The first major initiative of AUKUS was our historic trilateral decision to support Australia acquiring conventionally-armed, nuclear-powered submarines (SSNs). Today, we announce our pathway to achieve this critical capability.
Together we will deliver SSN-AUKUS – a trilaterally-developed submarine based on the United Kingdom’s next-generation design that incorporates technology from all three nations, including cutting edge U.S. submarine technologies. Australia and the United Kingdom will operate SSN-AUKUS as their submarine of the future. Australia and the United Kingdom will begin work to build SSN-AUKUS in their domestic shipyards within this decade.
In order to deliver conventionally-armed, nuclear-powered submarines to Australia at the earliest possible date, we intend to pursue the following phased approach, moving through each phase based on mutual commitments from each nation:
Beginning in 2023, Australian military and civilian personnel will embed with the U.S. Navy, the Royal Navy, and in the United States and United Kingdom submarine industrial bases to accelerate the training of Australian personnel. The United States plans to increase SSN port visits to Australia beginning in 2023, with Australian sailors joining U.S. crews for training and development; the United Kingdom will increase visits to Australia beginning in 2026.
As early as 2027, the United States and United Kingdom plan to begin forward rotations of SSNs to Australia to accelerate the development of the Australian naval personnel, workforce, infrastructure and regulatory system necessary to establish a sovereign SSN capability.
Starting in the early 2030s, pending Congressional approval, the United States intends to sell Australia three Virginia class submarines, with the potential to sell up to two more if needed. This step will systematically grow Australia’s sovereign SSN capability and support capacity.

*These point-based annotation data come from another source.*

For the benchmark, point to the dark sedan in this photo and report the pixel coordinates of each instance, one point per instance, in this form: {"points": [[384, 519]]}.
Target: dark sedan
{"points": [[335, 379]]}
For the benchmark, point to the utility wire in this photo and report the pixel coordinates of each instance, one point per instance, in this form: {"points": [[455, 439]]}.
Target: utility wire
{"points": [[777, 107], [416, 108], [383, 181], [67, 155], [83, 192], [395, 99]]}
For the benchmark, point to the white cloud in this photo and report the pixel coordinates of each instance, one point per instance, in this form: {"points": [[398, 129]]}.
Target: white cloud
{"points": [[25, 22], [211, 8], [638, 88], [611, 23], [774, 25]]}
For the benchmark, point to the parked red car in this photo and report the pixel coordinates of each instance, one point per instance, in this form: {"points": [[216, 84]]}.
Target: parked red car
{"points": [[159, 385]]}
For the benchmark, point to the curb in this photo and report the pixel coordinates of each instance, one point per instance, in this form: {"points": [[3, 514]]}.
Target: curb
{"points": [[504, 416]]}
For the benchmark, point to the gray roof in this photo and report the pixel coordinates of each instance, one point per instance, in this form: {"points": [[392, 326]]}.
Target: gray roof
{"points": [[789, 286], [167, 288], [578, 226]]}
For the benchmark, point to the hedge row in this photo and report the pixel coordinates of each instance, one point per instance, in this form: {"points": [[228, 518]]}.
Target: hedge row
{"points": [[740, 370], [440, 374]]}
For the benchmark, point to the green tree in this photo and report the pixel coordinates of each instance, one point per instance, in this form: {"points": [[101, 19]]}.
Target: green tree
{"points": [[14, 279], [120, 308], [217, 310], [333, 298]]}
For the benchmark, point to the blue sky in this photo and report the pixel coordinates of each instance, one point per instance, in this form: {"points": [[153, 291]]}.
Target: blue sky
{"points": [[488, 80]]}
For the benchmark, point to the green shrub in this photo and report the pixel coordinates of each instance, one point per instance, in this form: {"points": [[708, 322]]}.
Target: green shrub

In the late 2030s, the United Kingdom will deliver its first SSN-AUKUS to the Royal Navy. Australia will deliver the first SSN-AUKUS built in Australia to the Royal Australian Navy in the early 2040s.
This plan is designed to support Australia’s development of the infrastructure, technical capabilities, industry and human capital necessary to produce, maintain, operate, and steward a sovereign fleet of conventionally-armed, nuclear-powered submarines. Australia is fully committed to responsible stewardship of naval nuclear propulsion technology.

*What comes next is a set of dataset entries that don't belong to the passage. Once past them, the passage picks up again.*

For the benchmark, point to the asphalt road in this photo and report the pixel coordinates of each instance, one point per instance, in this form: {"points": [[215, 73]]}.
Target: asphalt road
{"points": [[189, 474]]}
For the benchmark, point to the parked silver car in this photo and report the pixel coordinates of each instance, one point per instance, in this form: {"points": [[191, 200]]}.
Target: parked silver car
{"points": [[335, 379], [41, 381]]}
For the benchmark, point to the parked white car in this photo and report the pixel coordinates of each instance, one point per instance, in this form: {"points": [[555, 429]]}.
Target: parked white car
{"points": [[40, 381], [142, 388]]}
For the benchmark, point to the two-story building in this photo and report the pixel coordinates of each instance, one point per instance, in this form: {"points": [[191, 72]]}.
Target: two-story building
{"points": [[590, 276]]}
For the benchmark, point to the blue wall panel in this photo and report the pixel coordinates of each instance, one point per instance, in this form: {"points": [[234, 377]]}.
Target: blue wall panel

When we announced the AUKUS partnership in September 2021, we committed to set the highest nuclear non-proliferation standard. The plan we announce today delivers on this commitment and reflects our longstanding leadership in, and respect for, the global nuclear non-proliferation regime. We continue to consult with the International Atomic Energy Agency to develop a non-proliferation approach that sets the strongest precedent for the acquisition of a nuclear-powered submarine capability.
Our plan elevates all three nations’ industrial capacity to produce and sustain interoperable nuclear-powered submarines for decades to come, expands our individual and collective undersea presence in the Indo-Pacific, and contributes to global security and stability. In these outcomes, AUKUS reflects the principle that shared action, taken in partnership, can benefit all.
Implementing AUKUS will also require robust, novel information sharing and technology cooperation. Our nations are committed to further trilateral collaboration that will strengthen our joint capabilities, enhance our information and technology sharing, and integrate our industrial bases and supply chains while strengthening the security regimes of each nation.
For more than a century, our three nations have stood shoulder to shoulder, along with other allies and partners, to help sustain peace, stability, and prosperity around the world, including in the Indo-Pacific. We believe in a world that protects freedom and respects human rights, the rule of law, the independence of sovereign states, and the rules-based international order. The steps we are announcing today will help us to advance these mutually beneficial objectives in the decades to come.